IFN-γ是由活化T细胞、自然杀伤细胞及巨噬细胞等释放的重要的抗肿瘤细胞因子,能够通过激活酪氨酸蛋白激酶2(JAK2)/信号传导与转录激活因子3(STAT1)通路抑制肿瘤细胞增殖,并通过上调肿瘤细胞表面组织相容性复合体抗原分子的表达促进杀伤性T细胞对肿瘤细胞的识别杀伤。同时IFN-γ也是PD-L1的最强诱导因素,在多种肿瘤中介导PD-L1上调进而激活PD-L1/PD-1通路并抑制T细胞的抗肿瘤免疫应答[20]。研究发现,IFN-γ与PD-L1双阳性患者的肿瘤细胞对治疗敏感,无病生存期较其他患者显著延长。IFN-γ与PD-L1双阳性的患者中,促进肿瘤生长的细胞周期相关基因的表达水平显著降低,因此IFN-γ和PD-L1双阳性表达可作为PD-1/PD-L1阻断治疗有效的预测指标[1,20]。高密度TIL是多种肿瘤患者的有利预后因素,肺腺癌组织中IFN-γ的表达量与癌巢中TIL数目和PD-1的表达量均呈正相关,表明IFN-γ的表达水平可反映肿瘤微环境中免疫应答的强弱。

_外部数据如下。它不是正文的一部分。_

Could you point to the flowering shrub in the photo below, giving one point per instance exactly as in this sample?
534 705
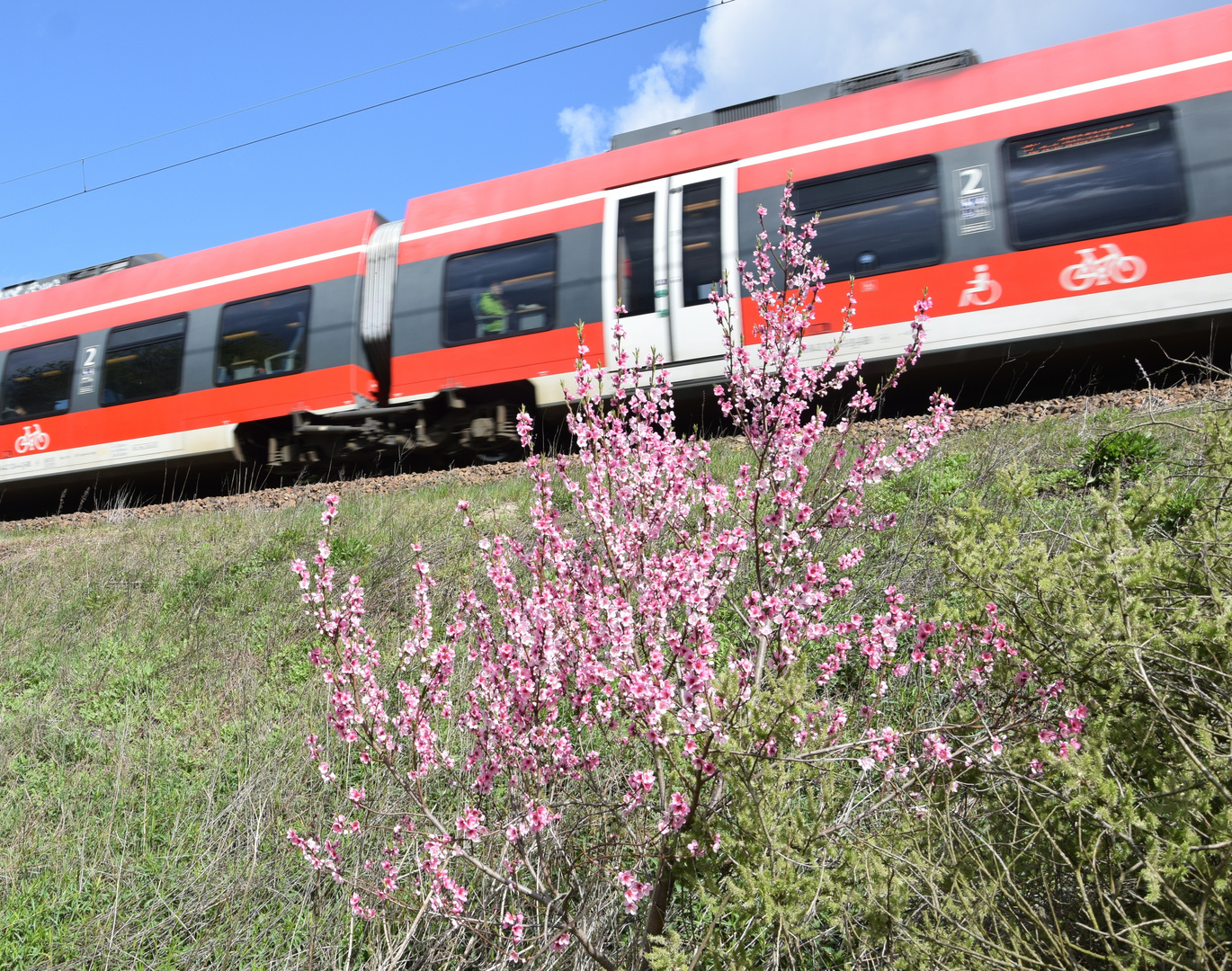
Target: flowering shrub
594 725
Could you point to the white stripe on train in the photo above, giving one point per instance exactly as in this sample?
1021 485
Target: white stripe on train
973 112
979 328
871 135
187 288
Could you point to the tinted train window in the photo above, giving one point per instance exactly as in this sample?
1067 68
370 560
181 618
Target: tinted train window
635 254
875 222
39 381
1088 180
701 240
500 291
143 361
263 338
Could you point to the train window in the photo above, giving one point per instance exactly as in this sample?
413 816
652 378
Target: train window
263 338
635 254
143 361
701 240
499 292
39 381
1105 176
875 222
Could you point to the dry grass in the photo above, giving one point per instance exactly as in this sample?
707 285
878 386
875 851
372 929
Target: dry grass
154 694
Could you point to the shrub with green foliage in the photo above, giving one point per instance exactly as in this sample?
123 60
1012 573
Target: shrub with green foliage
1121 857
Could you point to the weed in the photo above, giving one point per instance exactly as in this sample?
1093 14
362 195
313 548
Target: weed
1132 452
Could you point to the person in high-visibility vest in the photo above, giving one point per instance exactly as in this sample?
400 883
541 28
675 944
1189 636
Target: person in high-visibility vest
492 312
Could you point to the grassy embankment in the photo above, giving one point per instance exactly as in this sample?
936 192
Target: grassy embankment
154 694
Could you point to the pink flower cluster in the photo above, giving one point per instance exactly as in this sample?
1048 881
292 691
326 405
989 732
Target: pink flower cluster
649 610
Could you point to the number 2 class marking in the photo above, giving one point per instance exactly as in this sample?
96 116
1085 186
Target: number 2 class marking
973 182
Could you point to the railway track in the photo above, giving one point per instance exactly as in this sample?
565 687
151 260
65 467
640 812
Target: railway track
1149 402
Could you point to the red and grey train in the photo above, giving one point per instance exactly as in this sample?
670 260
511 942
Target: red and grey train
1079 190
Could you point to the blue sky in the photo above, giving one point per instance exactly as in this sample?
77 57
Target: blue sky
80 78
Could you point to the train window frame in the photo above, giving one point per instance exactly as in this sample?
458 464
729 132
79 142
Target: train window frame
628 295
303 346
938 236
72 372
1008 185
119 330
552 312
696 285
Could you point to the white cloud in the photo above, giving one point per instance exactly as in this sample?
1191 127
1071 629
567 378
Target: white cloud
754 49
656 96
586 129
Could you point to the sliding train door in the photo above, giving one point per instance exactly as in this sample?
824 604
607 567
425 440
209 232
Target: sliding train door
666 245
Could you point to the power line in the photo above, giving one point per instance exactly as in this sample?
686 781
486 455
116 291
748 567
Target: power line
371 107
297 94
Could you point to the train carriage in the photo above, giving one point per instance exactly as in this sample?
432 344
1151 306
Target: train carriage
1069 193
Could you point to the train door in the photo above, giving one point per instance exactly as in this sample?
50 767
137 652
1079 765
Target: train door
666 245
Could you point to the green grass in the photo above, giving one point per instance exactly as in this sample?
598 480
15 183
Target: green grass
154 697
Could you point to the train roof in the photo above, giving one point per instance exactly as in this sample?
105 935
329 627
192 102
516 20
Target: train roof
972 102
795 99
280 260
33 286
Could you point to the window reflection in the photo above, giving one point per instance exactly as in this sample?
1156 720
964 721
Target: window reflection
263 338
635 254
498 292
1089 180
39 381
875 222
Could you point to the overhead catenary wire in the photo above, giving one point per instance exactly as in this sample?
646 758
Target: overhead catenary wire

本研究未发现IFN-γ在肿瘤和肺炎患者呈明显的高表达,然而在肺炎患者中IFN-γ与sPD-L1呈正相关,反映了炎症环境中sPD-L1对IFN-γ促炎性的平衡作用。本研究中肺癌组和消化道肿瘤组sPD-L1/IFN-γ相对于肺炎组及体检组有升高趋势,并且消化道肿瘤组显著高于肺炎组,可能提示IFN-γ对晚期肿瘤中sPD-L1的上调作用更为显著,体现了肿瘤内稳状态下外周循环中PD-L1的免疫抑制对IFN-γ的免疫促进优势。同时笔者发现在肿瘤患者中,不同IFN-γ水平的患者其sPD-1和sPD-L1分布有显著差异,反映了不同个体的免疫反应强度差异以及外周循环中IFN-γ/PD-L1/PD-1在参与肿瘤免疫调控中扮演着重要角色。本研究结果显示,反映肿瘤负荷的传统肿瘤标志物在肿瘤患者中多有不同程度的升高,但是与sPD-1/sPD-L1缺乏明显的相关性。以往的证据表明,sPD-1/sPD-L1的高表达与肿瘤的淋巴结转移关系密切[16],同时考虑到癌巢中TIL等免疫细胞密度以及mPD-1/mPD-L1表达的不同,晚期肿瘤患者外周循环sPD-1/sPD-L1水平整体呈高表达且又存在巨大个体差异的特征可能更具有划分患瘤机体整体的细胞免疫状态的潜在价值,进而可能为ICB疗法等免疫治疗及其他抗肿瘤治疗策略的选择提供方向性的指导作用,有待今后的深入研究。

目前临床常应用免疫组化法检测局部肿瘤组织中PD-1/PD-L1的表达,需要通过侵入性手段获取肿瘤组织,对于晚期非手术适应患者尤其是转移性肿瘤患者存在取材障碍的问题,并且组织样本检测技术平台标准难以统一,操作步骤复杂以及结果判定上存在主观差异,结果的可重复性不够理想,因此PD-1/PD-L1组织病理检测难以成为广泛适用的手段。而血清可溶性分子的检测具有无创性取材、能够动态连续观察指标变化的明显优势,并且在一定程度上可均质化肿瘤的异质性和多发转移性,能同时检测多个相关指标,更客观地反映机体整体的肿瘤免疫状态。sPD-1/sPD-L1的潜在应用价值已越来越受到关注,本研究仅为针对临床晚期肿瘤患者小样本量的探索,不同实体瘤病种及分期、分型中sPD-1/sPD-L1表达变化以及更精准的预后和治疗预测价值有待研究的进一步深入和拓展。